Essa reviravolta ocorre justamente quando a Lei de Responsabilidade Fiscal (LRF), uma das bases do atual ciclo de prosperidade econômica no Brasil, completa dez anos. E também quando, por questões essencialmente fiscais, algumas importantes economias mundiais estão de cabeça para baixo, colocando em risco a ainda débil recuperação mundial.

Na Europa, a Grécia negocia um pacote de socorro com o FMI, cujo remédio mais provável serão dramáticos cortes de despesas para controlar um déficit público que chega a impressionantes 13,6% do produto interno bruto (PIB). Ainda há dúvidas se o severo ajuste vai ser suficiente para acalmar os mercados financeiros, mas é certo que jogará a economia grega ainda mais para baixo, exatamente quando são necessários novos estímulos fiscais para reanimá-la.

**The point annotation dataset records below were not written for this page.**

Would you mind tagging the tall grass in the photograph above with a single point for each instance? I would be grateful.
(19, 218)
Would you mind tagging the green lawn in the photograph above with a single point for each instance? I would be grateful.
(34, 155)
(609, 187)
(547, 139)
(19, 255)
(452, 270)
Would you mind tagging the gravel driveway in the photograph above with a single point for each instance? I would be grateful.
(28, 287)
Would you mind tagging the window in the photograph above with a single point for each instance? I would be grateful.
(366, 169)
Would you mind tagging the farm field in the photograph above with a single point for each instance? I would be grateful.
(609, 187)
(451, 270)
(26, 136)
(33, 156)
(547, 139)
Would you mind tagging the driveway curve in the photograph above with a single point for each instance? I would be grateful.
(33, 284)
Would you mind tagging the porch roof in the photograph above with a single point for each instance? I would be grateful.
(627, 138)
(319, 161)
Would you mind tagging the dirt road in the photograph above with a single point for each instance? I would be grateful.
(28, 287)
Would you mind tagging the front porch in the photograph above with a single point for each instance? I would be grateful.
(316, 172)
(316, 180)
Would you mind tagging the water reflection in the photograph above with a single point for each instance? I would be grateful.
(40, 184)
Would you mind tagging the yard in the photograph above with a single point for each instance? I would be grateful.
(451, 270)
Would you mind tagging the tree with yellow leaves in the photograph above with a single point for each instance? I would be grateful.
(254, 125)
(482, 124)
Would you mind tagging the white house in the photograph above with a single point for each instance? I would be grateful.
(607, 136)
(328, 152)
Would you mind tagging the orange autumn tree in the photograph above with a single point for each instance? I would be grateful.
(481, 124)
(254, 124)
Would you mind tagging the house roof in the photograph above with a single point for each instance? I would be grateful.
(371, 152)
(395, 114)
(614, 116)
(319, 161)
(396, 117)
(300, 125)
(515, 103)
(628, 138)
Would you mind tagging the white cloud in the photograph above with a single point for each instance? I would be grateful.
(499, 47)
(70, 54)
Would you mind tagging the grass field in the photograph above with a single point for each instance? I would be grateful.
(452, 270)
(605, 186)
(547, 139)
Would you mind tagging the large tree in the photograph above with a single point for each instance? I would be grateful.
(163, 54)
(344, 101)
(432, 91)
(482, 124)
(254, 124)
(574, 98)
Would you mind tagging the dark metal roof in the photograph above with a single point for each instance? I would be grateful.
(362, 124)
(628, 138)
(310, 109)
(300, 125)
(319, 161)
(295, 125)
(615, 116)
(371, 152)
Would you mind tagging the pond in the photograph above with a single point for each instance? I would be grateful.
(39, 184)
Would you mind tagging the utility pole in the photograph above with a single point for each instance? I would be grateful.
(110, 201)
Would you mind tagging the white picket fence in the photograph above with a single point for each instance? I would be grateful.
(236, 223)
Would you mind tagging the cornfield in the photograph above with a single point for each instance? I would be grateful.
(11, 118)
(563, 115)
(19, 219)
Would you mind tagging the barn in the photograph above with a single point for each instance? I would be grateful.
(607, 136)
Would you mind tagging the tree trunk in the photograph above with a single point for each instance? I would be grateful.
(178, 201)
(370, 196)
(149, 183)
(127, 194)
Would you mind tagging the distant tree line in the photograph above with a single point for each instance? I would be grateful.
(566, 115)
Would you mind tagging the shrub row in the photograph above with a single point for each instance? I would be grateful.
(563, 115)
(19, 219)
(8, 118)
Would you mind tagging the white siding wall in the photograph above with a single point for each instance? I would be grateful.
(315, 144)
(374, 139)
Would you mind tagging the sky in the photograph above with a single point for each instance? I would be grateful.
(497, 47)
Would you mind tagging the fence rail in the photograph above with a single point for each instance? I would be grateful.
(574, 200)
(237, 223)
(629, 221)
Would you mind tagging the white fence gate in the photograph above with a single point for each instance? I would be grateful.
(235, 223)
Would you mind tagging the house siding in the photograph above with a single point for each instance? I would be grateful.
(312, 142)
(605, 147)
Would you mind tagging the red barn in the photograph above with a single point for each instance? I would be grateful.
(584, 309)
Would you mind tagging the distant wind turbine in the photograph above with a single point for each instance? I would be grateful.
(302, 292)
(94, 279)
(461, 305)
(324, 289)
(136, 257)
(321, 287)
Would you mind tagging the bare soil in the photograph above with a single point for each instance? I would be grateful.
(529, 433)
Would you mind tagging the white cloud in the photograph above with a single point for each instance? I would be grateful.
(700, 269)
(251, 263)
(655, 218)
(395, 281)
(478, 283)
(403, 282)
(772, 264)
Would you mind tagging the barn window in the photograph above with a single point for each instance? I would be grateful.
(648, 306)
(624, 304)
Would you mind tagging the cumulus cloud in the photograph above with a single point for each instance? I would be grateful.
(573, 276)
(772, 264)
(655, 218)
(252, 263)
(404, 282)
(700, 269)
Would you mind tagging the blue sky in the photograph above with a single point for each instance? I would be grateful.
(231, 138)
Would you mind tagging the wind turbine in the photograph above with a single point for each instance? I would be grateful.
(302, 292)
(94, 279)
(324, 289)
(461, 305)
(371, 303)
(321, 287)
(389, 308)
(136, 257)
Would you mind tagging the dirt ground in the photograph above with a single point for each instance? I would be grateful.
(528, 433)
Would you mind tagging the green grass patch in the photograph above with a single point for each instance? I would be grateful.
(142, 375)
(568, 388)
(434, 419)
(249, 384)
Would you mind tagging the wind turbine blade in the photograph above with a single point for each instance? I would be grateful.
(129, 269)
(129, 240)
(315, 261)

Também acuados, Portugal, Espanha, Itália e Irlanda são obrigados a dizer como vão colocar as contas públicas em ordem. Assim, também abrem mão do único instrumento disponível – a política fiscal – para evitar o prolongamento de suas recessões. A adesão ao euro impôs, por consequência, a renúncia às desvalorizações cambiais para estimular suas economias.

Nos Estados Unidos, o presidente do Federal Reserve, Ben Bernanke, alerta insistentemente que é urgente anunciar medidas críveis para corrigir um déficit público que chega a 11% do PIB. A economia dá sinais de retomada, mas ninguém pode dizer com certeza absoluta que o crescimento é sustentável, diante da debilidade do mercado de trabalho e do crédito bancário. Estados e municípios americanos, por outro lado, veem-se obrigados a cortar drasticamente serviços públicos essenciais, como escolas e hospitais, devido à queda da arrecadação, às regras que limitam o endividamento e ao congelamento dos mercados para títulos de governos locais.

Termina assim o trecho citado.